Bad. She could feel it, it was bad. Her brother was licking his lips nervously, as she took his hand and they started trudging up the stairs after Scott, too preoccupied to think of doing anything else. "…Professor? Is it -- somethink bad, sir?"
I'm afraid so, Kurt. Now, please, hurry.
Twenty minutes later the group stood around the study, the younger students rubbing their eyes and trying to look alert, and failing at it, while the older circle stood apart, their eyes wide and dark. Their eyes adjusted slowly to the dark library and the thousands of books that adorned the sides as the adults stood as silent and as waiting as the children themselves.

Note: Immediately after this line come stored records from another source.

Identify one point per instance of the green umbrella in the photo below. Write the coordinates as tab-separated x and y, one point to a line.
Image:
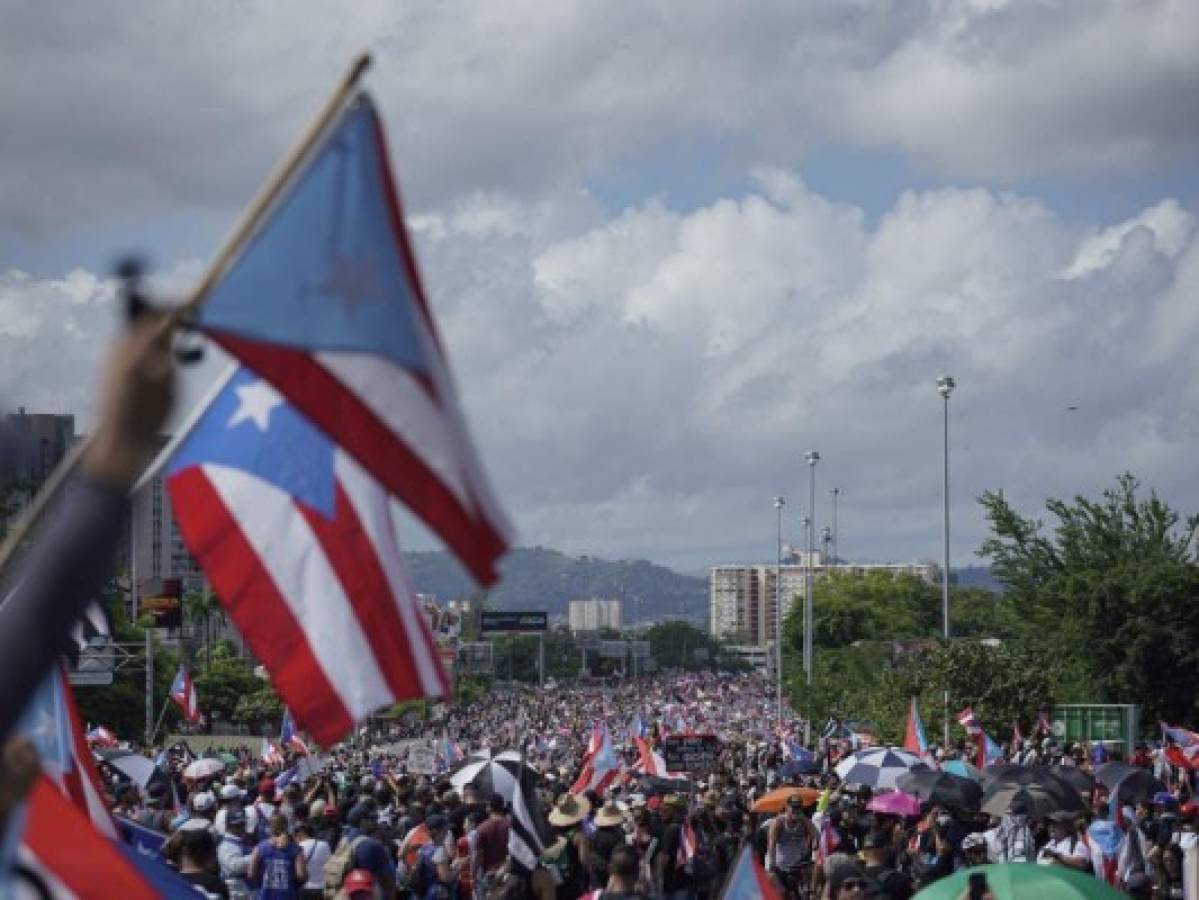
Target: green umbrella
1017	881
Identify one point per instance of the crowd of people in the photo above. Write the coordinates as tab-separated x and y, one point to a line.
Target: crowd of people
363	827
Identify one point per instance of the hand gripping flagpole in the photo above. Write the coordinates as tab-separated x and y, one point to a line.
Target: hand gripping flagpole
176	316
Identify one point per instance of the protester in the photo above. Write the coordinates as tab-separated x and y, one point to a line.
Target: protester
277	867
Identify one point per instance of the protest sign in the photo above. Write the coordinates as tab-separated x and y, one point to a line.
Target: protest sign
693	754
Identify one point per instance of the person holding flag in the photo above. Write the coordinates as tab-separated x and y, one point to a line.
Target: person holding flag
182	693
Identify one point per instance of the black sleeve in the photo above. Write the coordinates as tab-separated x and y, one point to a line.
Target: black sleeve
66	569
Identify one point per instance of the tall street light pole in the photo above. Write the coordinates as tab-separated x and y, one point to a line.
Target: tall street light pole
811	458
945	385
836	494
778	608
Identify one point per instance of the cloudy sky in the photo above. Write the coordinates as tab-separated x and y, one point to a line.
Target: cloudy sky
675	245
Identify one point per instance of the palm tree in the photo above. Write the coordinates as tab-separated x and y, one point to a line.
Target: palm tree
202	606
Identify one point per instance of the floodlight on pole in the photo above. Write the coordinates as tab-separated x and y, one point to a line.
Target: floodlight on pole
778	606
945	385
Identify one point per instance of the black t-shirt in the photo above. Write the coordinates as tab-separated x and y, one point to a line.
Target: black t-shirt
895	885
212	885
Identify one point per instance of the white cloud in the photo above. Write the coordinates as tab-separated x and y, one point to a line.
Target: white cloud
644	384
185	107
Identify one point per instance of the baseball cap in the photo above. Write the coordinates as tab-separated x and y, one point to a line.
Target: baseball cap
359	880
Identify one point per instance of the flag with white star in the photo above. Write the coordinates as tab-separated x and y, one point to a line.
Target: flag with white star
300	547
324	301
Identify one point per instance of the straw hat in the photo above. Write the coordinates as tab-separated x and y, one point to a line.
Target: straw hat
612	813
570	810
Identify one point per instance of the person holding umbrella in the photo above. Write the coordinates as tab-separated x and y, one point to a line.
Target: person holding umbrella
1065	847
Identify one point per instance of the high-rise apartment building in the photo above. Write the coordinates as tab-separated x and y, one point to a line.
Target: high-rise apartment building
595	614
741	598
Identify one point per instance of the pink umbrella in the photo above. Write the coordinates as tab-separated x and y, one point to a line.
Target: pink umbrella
895	803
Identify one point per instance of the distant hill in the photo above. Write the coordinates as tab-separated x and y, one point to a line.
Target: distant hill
536	578
978	577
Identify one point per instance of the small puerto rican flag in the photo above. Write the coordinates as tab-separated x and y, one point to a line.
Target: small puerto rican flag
182	692
290	737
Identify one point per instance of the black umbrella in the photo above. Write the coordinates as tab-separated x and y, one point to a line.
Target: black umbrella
799	767
1128	783
495	775
651	785
1053	784
1082	781
1037	802
941	789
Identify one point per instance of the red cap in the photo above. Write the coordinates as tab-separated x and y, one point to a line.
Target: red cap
359	880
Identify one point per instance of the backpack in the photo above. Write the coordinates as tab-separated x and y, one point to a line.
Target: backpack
339	865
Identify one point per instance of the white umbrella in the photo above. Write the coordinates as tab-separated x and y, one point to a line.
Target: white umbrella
206	767
879	767
138	768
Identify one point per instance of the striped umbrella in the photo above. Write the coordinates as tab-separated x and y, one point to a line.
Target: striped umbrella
879	767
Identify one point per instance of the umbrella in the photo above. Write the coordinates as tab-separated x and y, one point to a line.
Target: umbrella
895	803
1128	783
1036	775
941	789
1017	881
1080	780
1036	798
206	767
879	767
133	766
962	769
776	799
493	775
799	767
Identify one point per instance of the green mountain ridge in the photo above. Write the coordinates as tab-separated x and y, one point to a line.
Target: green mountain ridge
542	579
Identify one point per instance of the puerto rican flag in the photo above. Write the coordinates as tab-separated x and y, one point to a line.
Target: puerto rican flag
1186	754
326	304
100	736
748	880
600	765
914	736
270	754
182	692
61	841
300	544
289	737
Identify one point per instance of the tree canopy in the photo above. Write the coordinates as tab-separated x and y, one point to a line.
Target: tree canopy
1114	581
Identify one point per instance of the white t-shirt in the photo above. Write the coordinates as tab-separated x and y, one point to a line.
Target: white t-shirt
1066	847
315	855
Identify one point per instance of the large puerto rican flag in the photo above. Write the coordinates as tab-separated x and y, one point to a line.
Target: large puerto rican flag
300	544
61	841
325	302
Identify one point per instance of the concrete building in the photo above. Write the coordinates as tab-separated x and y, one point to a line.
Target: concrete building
741	598
31	446
595	614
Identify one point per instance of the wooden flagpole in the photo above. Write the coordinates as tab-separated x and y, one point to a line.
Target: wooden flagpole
247	223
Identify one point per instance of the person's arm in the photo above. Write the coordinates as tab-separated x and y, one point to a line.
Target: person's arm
71	562
301	867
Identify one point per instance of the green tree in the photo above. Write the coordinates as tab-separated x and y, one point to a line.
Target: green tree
227	681
202	608
1114	583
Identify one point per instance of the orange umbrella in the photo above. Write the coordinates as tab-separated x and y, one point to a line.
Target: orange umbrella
776	799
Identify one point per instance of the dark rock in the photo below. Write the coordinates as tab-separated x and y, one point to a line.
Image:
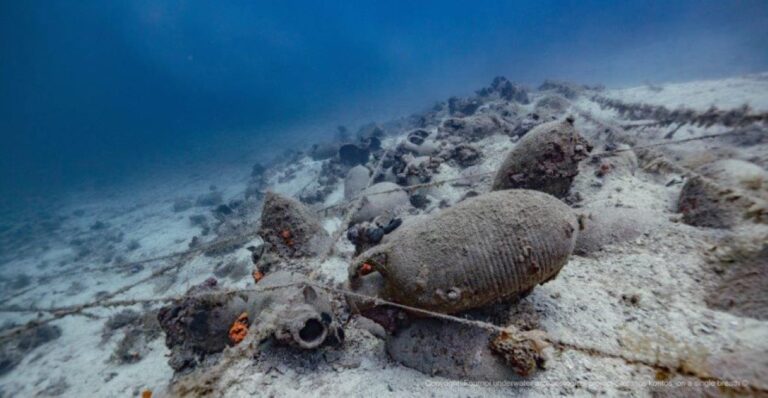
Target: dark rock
462	106
209	199
505	89
547	160
375	234
419	201
323	151
258	170
198	325
465	155
566	89
352	155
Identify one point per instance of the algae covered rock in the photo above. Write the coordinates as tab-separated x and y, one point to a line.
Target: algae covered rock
356	181
487	248
293	312
546	159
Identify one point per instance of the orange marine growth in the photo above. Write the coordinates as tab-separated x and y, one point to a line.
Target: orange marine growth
239	329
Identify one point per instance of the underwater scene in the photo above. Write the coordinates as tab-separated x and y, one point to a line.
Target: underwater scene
383	198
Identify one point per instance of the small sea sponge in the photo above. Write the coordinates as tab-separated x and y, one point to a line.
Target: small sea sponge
239	329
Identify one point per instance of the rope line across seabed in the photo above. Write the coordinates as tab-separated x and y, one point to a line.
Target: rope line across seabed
673	365
105	302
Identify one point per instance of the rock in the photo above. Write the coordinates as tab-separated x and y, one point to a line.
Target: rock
290	228
257	170
375	203
528	123
488	248
465	155
15	348
352	155
356	181
419	201
704	204
474	128
612	225
137	335
463	106
552	105
323	151
209	199
294	314
741	291
566	89
622	163
182	204
461	352
419	143
504	89
370	130
546	159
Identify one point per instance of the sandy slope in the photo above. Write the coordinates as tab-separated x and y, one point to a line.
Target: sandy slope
645	297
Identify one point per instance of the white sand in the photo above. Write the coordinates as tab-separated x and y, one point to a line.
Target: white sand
666	270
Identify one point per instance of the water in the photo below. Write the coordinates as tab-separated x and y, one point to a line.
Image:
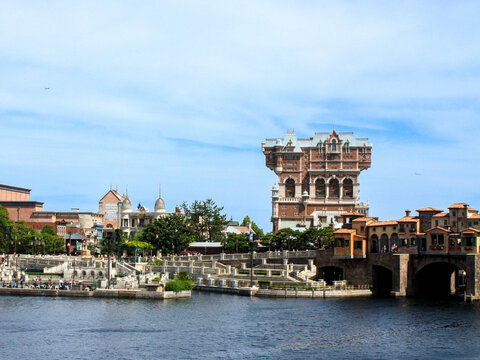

"Everyone," Professor Charles Xavier said to the team known as the X-men, his hands clasping together nervously and tightened, "Pietro Maximoff's body has been found near the clocktower near the school."
She barely had time to hear Kitty's choked scream before her stomach churned and her head felt light as she felt arms holding her up as she heard voices calling her name, and hands touching her face as she shook with the knowledge that she didn't want to know this.
And one voice in her ear, her mind, telling her that it wasn't quite over, yet.